An analysis of how brains with different forms of autism develop has revealed common underlying mechanisms that may respond to existing medications.
For the study, Rutgers Health researchers used a technique called induced pluripotent stem cells to transform the blood cells of people with both genetic and unexplained (or idiopathic) autism spectrum disorder (ASD) into early brain cells called neural precursor cells. As the precursor cells from both groups matured in the lab, defects in a common signaling pathway that controls structural proteins led them to struggle with an important step in cell differentiation, the growth of neurites, and the cell migration needed for proper brain architecture.
Although some cell lines exhibited too much activity in this mTOR pathway, while others exhibited too little, the researchers could correct both problems and spur better cell differentiation with existing drugs that either stimulate or inhibit the activity of mTOR (mechanistic target of rapamycin).

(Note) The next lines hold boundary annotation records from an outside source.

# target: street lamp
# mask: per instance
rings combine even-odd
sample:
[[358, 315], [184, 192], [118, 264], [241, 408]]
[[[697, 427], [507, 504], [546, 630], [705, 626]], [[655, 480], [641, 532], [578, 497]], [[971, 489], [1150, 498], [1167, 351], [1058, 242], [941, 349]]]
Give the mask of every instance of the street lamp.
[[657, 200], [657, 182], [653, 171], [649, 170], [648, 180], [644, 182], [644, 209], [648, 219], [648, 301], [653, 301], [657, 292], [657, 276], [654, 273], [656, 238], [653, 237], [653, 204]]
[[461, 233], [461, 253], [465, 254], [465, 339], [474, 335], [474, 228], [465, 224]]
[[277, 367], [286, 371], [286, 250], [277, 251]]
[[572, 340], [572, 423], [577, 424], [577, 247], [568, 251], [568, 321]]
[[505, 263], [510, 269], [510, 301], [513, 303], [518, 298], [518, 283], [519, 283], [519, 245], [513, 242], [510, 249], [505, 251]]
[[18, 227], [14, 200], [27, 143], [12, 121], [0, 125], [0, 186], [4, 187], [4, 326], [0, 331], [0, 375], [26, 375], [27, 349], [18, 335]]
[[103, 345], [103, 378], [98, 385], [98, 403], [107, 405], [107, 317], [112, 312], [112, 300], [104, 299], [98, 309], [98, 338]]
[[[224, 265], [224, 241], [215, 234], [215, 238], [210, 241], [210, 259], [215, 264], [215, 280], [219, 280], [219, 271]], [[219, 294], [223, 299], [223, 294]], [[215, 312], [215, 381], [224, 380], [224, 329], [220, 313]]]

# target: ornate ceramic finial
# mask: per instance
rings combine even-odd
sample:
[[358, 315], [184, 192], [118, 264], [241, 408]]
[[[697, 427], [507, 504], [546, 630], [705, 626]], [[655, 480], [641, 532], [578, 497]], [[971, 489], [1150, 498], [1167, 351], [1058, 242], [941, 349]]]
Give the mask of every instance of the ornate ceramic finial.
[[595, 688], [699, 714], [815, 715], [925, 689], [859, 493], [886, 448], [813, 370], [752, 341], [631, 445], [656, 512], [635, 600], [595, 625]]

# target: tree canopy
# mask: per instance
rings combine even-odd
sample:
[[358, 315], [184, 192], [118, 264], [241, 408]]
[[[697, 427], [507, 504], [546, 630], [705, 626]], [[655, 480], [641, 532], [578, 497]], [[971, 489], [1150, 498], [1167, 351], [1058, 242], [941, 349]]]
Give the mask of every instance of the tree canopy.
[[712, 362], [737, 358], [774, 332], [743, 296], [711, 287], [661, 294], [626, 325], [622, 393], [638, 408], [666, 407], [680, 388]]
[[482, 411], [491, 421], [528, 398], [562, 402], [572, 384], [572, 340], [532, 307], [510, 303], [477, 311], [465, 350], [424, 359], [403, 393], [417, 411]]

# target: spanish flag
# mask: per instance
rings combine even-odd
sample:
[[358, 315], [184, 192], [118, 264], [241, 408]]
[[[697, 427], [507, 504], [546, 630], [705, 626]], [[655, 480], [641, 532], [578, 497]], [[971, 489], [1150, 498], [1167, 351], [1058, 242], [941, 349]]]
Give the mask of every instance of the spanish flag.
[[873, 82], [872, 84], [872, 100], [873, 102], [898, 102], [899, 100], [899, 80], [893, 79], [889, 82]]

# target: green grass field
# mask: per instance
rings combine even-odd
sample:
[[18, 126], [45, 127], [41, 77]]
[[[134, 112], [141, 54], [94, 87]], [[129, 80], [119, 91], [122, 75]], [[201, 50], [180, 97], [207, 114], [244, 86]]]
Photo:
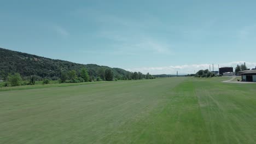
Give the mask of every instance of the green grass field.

“Cells in a dish are not fully human cells that have developed in a fetus and functioned in a person, but they are a lot closer than mouse cells,” said Emanuel DiCicco-Bloom, a professor of neuroscience and cell biology/pediatrics at Robert Wood Johnson Medical School and senior author of the study in eLife.
“This finding is particularly interesting because the process of growing new synaptic spines when people learn things is completely analogous to the processes we observed in the cells we used for this experiment: growing axons and migrating during fetal development,” DiCicco-Bloom said. “So even though this experiment mimicked a process you’d see during early to mid-pregnancy, the same process involving structural proteins is happening right now in you and me, which means that if we took cells from people with autism and found this abnormal regulation of mTOR in their cells in a dish, those people might be candidates as adults for mTOR regulating drugs to improve their function.”
The visible symptoms of ASD vary widely but typically feature some repetitive behaviors and some impairment in communication and social interaction. The condition’s incidence has increased from about 1 in 150 children in 2000 to 1 in 36 children in 2020, according to the
Centers for Disease Control and Prevention. Roughly 10 to 15 percent of people with ASD have genes that are known to elevate their risk for ASD. Other cases are idiopathic, meaning they are unexplained.
Rutgers Health researchers began the study with blood from three unrelated people with idiopathic ASD, ages 4 to 14 years, with the expectation of finding person-specific differences in the processes occurring during development in utero. When the researchers used the pluripotent stem cell technique to transform blood cells into the sort of neuron precursors typically found in fetal brains, they unexpectedly found many similarities, including abnormalities in the mTOR pathway, which regulates cell creation, metabolism, neurite growth, remodeling and destruction, among many other functions.
The researchers then gained access to blood cells from another three patients with ASD caused by a particular genetic abnormality associated with about 1 percent of ASD, deletion of genes on chromosome 16, called 16p11.2 deletion. They performed the same experiment and found the same disruptions in neuron development.
Subsequent analysis showed that the mTOR signaling disruptions in some patients stemmed from excessive amounts of a particular molecule, while the disruptions in others stemmed from insufficient amounts. In either case, the researchers could use existing medications approved for use in other conditions to correct the problem and stimulate normal development.
The study team has already begun a follow-up investigation to see if people with ASD stemming from other genetic causes exhibit similar disruptions in mTOR activity during development. If mTOR signaling disruption proves a common feature of ASD, tests of mTOR function could help clinicians diagnose the condition more accurately and differentiate it from other conditions with similar effects.
“A couple of very rare genetic types of autism have already been linked to the mTOR pathway, but this is the first to connect mTOR with genes in the 16p11.2 area, which does not have mTOR on it, and with three presumably different types of idiopathic autism from three unrelated people,” said Smrithi Prem, lead author of the study and a psychiatry resident at Penn Medicine who led the study as an MD/PhD student at Robert Wood Johnson Medical School.
“These findings also echo something that has appeared in studies of other conditions, that not all people with mTOR dysregulation have excessive activation that needs inhibition,” Prem said. “There are two kinds of mTOR dysregulation, but most trials we’ve run on people with mTOR dysregulation have only used inhibitors. Our findings showed that cells from two of the people we studied needed more mTOR, not less, and that may spur trials that give different types of mTOR treatment to different individual patients.”